US shielded allied warlord from war crimes investigation

The Bush administration repeatedly sought to block investigations into alleged killings of up to 2,000 Taliban prisoners by a US-backed Afghan warlord in 2001, The New York Times reported Friday.

Top US officials discouraged separate probes by the Federal Bureau of Investigation (FBI), the State Department and the Pentagon into the mass killings because it was conducted by the forces of General Abdul Rashid Dostam, a warlord then on the Central Intelligence Agency's payroll, the Times said on its website.

This is yet another example of the US supporting murderers and rapists since they invaded Afghanistan after 9-11.

Dostam's militia had worked closely with US Special Forces during the US-led invasion and was part of the Northern Alliance, which helped the United States topple the Taliban.

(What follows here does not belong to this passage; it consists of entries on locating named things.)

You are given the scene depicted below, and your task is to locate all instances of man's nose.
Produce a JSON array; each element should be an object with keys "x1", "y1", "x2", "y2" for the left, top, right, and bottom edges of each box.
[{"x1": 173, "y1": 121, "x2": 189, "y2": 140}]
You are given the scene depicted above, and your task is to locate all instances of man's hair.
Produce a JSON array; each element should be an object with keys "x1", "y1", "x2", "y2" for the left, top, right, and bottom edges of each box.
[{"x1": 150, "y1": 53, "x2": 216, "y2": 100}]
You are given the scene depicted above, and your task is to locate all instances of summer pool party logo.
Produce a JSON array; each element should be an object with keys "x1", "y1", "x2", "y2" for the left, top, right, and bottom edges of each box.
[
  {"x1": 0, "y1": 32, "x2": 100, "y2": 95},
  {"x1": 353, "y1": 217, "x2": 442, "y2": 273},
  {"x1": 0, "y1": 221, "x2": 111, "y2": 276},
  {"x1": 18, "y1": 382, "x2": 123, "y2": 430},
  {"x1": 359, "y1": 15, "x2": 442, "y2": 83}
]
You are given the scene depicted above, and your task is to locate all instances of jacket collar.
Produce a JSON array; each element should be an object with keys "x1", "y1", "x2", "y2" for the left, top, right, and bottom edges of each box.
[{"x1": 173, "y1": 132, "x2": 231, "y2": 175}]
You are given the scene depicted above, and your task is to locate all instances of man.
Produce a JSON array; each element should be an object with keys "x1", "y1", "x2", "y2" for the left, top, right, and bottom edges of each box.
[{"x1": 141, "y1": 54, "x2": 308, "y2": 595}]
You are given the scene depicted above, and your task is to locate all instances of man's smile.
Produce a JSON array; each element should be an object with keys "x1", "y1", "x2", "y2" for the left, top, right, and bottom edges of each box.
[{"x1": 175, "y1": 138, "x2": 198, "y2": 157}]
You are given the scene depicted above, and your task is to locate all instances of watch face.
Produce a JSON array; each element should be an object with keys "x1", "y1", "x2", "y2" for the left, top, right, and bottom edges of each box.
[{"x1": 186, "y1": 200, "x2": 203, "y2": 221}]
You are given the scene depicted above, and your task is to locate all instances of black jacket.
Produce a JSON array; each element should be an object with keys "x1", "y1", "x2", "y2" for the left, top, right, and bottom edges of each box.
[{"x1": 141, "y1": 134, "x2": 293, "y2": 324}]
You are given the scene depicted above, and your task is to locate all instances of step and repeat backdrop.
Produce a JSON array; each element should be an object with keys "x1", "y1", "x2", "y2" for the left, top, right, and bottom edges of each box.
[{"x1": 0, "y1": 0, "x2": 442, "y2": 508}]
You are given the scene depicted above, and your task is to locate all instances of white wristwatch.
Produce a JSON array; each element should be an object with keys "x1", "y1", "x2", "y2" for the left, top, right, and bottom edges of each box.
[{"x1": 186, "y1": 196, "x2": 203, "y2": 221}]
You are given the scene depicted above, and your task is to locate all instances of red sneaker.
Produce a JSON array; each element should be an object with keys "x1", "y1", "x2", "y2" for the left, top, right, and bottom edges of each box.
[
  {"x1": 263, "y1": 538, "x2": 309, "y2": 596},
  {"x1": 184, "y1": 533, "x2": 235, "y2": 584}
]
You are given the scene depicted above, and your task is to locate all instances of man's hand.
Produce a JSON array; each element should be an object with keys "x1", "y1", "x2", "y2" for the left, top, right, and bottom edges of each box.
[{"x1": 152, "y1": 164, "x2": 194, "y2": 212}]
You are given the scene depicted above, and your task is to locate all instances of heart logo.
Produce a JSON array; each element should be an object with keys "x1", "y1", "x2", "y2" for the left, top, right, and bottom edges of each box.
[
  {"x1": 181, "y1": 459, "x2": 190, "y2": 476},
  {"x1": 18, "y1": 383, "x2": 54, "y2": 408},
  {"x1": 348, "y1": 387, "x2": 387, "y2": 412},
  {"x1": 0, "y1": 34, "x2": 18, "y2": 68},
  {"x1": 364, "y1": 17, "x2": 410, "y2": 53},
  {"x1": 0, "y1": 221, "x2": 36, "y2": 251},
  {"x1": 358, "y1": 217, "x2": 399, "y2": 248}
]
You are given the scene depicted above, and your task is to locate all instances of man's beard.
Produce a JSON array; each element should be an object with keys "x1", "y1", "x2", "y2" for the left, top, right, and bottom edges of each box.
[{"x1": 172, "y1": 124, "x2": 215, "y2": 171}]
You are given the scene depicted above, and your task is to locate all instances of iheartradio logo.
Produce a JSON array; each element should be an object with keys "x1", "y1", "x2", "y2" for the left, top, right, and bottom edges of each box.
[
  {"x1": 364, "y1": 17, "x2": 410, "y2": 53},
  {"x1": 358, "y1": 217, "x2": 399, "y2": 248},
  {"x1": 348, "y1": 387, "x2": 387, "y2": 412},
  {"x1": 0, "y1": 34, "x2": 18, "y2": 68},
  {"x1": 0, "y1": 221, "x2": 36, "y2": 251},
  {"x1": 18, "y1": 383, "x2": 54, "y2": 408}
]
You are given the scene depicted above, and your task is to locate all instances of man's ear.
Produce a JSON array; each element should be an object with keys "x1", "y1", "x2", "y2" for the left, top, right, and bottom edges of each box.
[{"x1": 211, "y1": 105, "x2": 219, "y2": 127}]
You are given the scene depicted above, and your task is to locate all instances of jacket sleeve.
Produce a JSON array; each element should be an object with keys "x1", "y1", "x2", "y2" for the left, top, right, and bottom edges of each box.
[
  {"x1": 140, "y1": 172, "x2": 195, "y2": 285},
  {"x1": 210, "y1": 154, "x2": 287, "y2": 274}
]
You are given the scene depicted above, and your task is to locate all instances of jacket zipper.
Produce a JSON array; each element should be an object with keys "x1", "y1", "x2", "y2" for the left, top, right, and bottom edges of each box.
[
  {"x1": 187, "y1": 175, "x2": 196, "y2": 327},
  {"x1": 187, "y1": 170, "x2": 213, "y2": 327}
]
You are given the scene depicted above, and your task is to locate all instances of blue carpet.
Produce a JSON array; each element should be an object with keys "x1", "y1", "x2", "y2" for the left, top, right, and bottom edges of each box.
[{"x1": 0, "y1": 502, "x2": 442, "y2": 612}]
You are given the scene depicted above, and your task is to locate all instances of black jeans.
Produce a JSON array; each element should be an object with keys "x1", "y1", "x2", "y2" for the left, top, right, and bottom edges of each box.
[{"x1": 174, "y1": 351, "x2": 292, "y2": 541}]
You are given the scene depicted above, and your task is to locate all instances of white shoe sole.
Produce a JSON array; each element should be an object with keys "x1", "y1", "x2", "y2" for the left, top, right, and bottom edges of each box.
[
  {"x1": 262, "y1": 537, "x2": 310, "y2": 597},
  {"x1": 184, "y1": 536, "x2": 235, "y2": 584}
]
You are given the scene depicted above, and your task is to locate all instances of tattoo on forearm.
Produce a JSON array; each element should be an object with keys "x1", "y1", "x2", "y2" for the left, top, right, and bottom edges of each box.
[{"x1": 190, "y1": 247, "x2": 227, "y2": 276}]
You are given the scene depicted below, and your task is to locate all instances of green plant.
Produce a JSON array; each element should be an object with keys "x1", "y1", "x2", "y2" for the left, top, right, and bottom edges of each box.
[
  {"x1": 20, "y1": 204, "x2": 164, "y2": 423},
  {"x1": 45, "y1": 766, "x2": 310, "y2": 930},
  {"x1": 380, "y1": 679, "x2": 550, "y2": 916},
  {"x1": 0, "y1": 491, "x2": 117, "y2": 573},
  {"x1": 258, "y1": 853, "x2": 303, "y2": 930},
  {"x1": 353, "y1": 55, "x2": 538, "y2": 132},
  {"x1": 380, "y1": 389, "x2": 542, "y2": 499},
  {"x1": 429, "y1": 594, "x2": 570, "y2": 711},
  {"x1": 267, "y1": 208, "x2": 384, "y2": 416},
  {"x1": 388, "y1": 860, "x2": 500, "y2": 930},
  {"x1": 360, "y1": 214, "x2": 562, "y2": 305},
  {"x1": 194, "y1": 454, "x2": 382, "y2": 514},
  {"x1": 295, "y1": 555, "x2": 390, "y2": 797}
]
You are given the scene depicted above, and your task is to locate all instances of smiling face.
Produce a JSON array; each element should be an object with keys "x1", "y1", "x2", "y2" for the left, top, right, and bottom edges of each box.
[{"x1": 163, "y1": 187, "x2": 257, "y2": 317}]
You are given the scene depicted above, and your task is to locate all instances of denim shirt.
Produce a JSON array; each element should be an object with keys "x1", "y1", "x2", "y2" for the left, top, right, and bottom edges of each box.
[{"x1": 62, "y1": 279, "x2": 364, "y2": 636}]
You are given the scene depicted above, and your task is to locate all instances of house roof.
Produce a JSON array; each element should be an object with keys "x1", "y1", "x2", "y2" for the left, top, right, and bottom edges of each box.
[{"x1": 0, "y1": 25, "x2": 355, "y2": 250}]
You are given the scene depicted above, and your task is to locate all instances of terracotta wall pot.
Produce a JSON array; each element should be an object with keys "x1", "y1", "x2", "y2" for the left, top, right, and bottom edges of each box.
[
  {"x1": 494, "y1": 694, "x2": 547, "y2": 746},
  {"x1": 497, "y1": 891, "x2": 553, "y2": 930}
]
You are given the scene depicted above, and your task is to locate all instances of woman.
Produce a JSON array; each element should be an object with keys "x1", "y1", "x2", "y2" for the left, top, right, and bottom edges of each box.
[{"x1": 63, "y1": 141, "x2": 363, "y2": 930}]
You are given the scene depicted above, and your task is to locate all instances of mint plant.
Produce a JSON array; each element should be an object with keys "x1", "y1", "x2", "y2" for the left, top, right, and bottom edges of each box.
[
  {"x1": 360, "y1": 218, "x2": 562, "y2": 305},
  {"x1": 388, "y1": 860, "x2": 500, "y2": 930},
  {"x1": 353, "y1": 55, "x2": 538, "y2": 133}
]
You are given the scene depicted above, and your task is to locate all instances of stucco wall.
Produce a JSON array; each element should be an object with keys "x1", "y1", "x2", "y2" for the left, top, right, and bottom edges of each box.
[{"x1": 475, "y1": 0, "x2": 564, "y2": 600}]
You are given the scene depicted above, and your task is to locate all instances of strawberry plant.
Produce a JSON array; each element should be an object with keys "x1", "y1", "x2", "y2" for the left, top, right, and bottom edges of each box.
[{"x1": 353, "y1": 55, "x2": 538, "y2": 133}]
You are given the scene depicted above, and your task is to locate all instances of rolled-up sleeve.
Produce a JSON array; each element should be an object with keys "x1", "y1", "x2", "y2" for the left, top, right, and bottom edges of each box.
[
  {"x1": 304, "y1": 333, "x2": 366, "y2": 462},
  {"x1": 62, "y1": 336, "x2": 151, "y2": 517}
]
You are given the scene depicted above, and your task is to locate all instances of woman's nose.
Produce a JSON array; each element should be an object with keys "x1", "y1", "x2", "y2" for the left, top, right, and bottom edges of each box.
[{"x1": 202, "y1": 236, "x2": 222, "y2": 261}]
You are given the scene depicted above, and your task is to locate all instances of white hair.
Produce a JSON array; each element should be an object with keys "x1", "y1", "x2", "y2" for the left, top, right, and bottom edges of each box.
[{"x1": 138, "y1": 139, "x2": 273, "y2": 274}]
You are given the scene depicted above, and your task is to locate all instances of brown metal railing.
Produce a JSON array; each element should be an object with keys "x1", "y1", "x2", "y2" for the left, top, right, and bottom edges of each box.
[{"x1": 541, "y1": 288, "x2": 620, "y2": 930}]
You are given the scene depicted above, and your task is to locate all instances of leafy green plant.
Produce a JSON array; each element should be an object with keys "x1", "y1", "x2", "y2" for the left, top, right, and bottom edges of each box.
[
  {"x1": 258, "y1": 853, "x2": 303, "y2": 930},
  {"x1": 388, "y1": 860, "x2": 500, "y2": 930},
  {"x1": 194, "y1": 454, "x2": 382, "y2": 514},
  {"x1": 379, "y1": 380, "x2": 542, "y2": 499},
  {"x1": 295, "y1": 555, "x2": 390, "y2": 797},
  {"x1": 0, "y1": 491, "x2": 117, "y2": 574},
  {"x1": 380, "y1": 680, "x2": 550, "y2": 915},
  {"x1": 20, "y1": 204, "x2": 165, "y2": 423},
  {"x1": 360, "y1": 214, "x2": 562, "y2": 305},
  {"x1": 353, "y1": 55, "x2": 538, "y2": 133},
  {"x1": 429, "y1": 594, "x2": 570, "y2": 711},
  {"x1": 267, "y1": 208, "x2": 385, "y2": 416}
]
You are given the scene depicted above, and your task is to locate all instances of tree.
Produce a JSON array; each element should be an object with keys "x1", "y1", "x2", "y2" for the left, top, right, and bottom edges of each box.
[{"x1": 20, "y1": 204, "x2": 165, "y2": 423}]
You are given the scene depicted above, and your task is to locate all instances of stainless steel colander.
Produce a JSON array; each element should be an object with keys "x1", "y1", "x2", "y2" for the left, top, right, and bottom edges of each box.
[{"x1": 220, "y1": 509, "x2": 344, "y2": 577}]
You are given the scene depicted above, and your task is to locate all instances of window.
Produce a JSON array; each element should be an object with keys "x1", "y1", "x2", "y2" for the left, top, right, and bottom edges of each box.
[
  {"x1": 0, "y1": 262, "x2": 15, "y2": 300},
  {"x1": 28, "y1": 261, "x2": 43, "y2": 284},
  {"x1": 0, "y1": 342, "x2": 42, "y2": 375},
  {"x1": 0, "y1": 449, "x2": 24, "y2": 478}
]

Washington was later concerned that an investigation could hurt Afghan President Hamid Karzai, who had the support of George W. Bush's administration, because Dostam served as a defense official in the fledgling government.

“At the White House, nobody said no to an investigation, but nobody ever said yes, either,” said Pierre Prosper, the former American ambassador for war crimes issues. “The first reaction of everybody there was, ‘Oh, this is a sensitive issue; this is a touchy issue politically.’ ”

Dostam, whose alleged killings may have amounted to the biggest war crime in Afghanistan since the 2001 invasion, was reinstated to his post last month after being suspended last year for allegedly threatening a political opponent at gunpoint.

But he remains in exile in Turkey, and US officials have pressed his sponsors there to delay his return to Afghanistan, the Times said, citing an official briefed on the matter.

The killings took place in late November 2001, shortly after the invasion that ousted Kabul's Taliban government.

Taliban prisoners captured by Dostam's forces after a major battle in northeastern Kunduz province were allegedly packed into shipping containers and left to suffocate, or were shot through the container walls, before being buried in mass graves.